Synopses & Reviews
In 1984 a large cancer was discovered in Reynolds Price's spinal cord. Here he recounts without self-pity what became a long struggle to withstand and recover from this appalling, if all too common, affliction. He charts the first puzzling symptoms; the urgent surgery that fails to remove the growth and radiation that temporarily arrests it; the trials of rehab; the steady rise of severe pain and reliance on drugs; the sustaining force of a certain religious vision; the discovery of help from biofeedback and hypnosis; and the miraculous return of his powers as a writer in a new, active life.
Beyond the particulars of pain and illness, Price tells of his determination to get on with human interaction, the gratitude he feels toward kin and friends and some (though by no means all) doctors, and the return to his prolific work.
More than the portrait of one brave person in tribulation, A Whole New Life offers honest insight, realistic encouragement, and inspiration to others who suffer the bafflement of catastrophic illness or know someone who does or will.
About the Author
Reynolds Price was born in Macon, North Carolina in 1933. Reared and educated in the public schools of his native state, he earned an A.B.
summa cum laude from Duke University, graduating first in his class. In 1955 he traveled as a Rhodes Scholar to Merton College, Oxford University to study English literature. After three years and the B. Litt. degree he returned to Duke where he continues to teach as James B. Duke Professor of English.

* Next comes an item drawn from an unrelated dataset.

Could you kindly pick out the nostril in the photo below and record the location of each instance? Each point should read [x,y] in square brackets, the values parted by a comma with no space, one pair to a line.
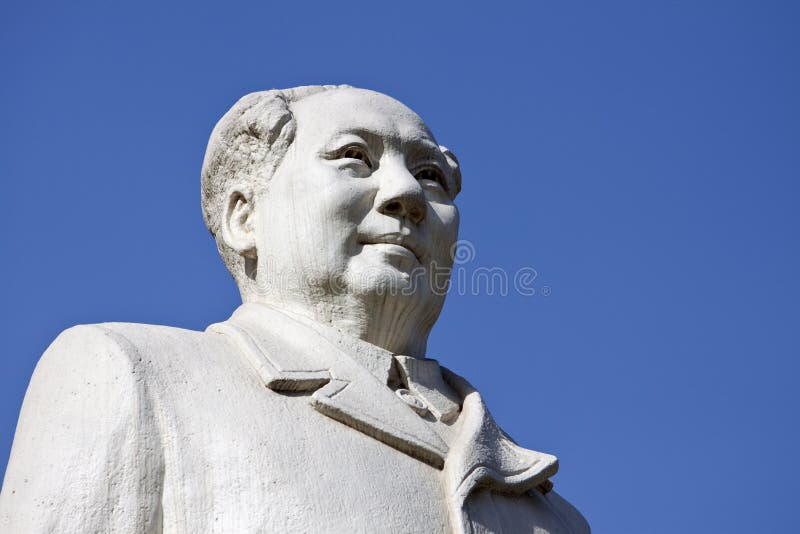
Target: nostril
[393,207]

In 1962 his novel A Long and Happy Life appeared. It received the William Faulkner Award for a notable first novel and has never been out of print. Since, he has published more than two dozen books. In 1986, his novel Kate Vaiden received the National Book Critics Circle Award. He also has published volumes of poems, plays, essays, translations from the Bible, and the memoir Clear Pictures; and he has written for the screen, for television, and texts for songs by James Taylor.
He is a member of the American Academy of Arts and Letters, and his books have appeared in sixteen languages.